Federal Civil Service Commission, FCSC has approved suspension of
the five civil servants who were recently charged to court in connection
with their alleged involvement in fraudulent practices at the Police
Pensions Office with effect from March 29, 2012.
This was contained in a statement, yesterday, in Abuja by Tope
Ajakaiye, Deputy Director Press and Public Relations at the Office of
the Head of the Civil Service of the Federation.
Those affected civil servants include Atiku Abubakar Kigo (a
Permanent Secretary), Ahmed Inuwa Wada (Director), John Yakubu Yusuf
(Assistant Director), Veronica Onyegbula (Cashier) and Sani Habila Zira
(ICT Officer).
It would be recalled that in their initial arraignment last month, an
Abuja High Court remanded all the accused persons in prison custody for
their alleged complicity in the illegal diversion of N32.8bn from the
Nigeria Police Pensions funds.
The shocking revelations were made at a public hearing conducted by
the Senate Joint Committee on Public Service, Establishment and State
and Local Government Administration probing alleged corruption in the
management of the pension funds.
It was alleged that the suspects had stolen N24 billion of the police
pension fund through falsified documents. They were also alleged to
have withdrawn the said amount from the Budget Office for a pension
payment that required just N3.5 billion. It was also revealed that
whereas N5 billion was paid to the Office of the Head of Service monthly
for the payment of pensions, only N1.9 billion was actually required.

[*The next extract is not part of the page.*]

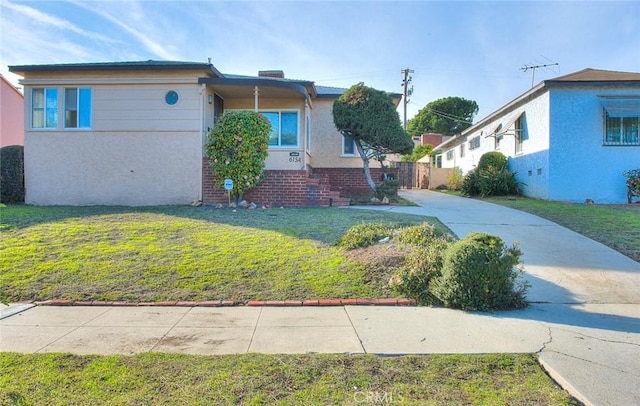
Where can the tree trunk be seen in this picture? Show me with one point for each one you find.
(365, 166)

Another disclosure was that while 141,790 pensioners were registered
and listed on the government’s payroll, only 70,657 were genuine
pensioners.
Another scandalous revelation was that whereas the Police Pensions
Office collected N5 billion monthly as claims for its pensioners, it
actually needed N500 million. Illegal withdrawals were made by staff
using multiple cheques in fictitious names in excess of 30 cheques per
day to withdraw cash from their bankers amounting to over N14 billion.
Items recovered
Some of the looted funds have already been recovered. An employee of
the Police Pension Office reportedly turned in N1 billion cash while
another surrendered three luxury estates which consist of about 27
blocks of deluxe flats he built in Abuja. N2 billion cash was recovered
from a house belonging to a suspect, while hotels and fuel stations
belonging to other suspects have been confiscated by law enforcement
agencies.
There was also another twist to the scandal as fresh allegations
were made against the leader of the Pension Reforms Task Team (PRTT),
Abdulrasheed Maina, who investigated the scam. He was accused of
spending N240 million on a biometric exercise for less than 20 retirees
in the Diaspora and another N220 million on the local bio-data.
The investigator was also alleged to have unilaterally opened three
accounts in different banks without recourse to extant financial rules
and approval from relevant authorities. One of the accounts was
domiciled in the account of his younger brother with a huge monthly
interest of over N100 million.
In his defence, Maina claimed that the money was spent on allowances
for foreign trips by 85 officials engaged for the exercise, including
top civil servants, top police officers and those of the Economic and
Financial Crimes Commission, EFCC.
The national embarrassment did not stop there as the chairman of the
committee probing the pension sector, Senator Aloysius Etok, and his
members are also busy defending themselves on an allegation that they
demanded huge bribes from the same pension task team.